With this in mind, it’s important to appoint an executor (or group of executors) that would have both the knowledge and the sensitivity to manage the digital elements of your estate.
You might wish to appoint multiple executors with the intention of certain executors dealing with traditional assets and others dealing with digital ones. In most cases, this separation of duties would be an informal arrangement to be discussed directly with the individuals in question. If you wanted to formalise these roles in your Will, you could talk to an experienced solicitor about doing so.
In addition to formally appointing executors in your Will, we also recommend nominating trusted individuals to take responsibility for your social media accounts after your death. Facebook allows you to add a ‘Legacy Contact’ who would have the ability to remove your account or manage it as a memorial page. Similarly, Google allows you to set an Inactive Account Manager.
Making your wishes known
It’s not unusual for individuals to have strong feelings about what should happen to their digital assets in the event of their death. This is particularly likely to be the case with social media accounts and online profiles. Some people might want their accounts to be swiftly removed while others may wish for their profiles to be memorialised.

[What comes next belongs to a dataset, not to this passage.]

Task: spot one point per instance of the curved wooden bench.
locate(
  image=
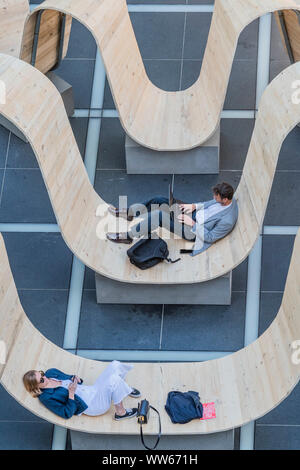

Depending on the nature of the request, it may be possible to incorporate instructions into a Will itself. In most cases, however, these sorts of instructions should be included in a Letter of Wishes to be stored alongside your Will.
A Letter of Wishes is a document that allows an individual to set out their wishes for their estate after death. Unlike a Will, a Letter of Wishes is not legally binding, so it’s important to choose executors you can trust to respect your wishes. It’s also important to note that a Letter of Wishes does not become a public document after probate – unlike a Will– and so is a more appropriate place to share personal wishes and confidential log in information.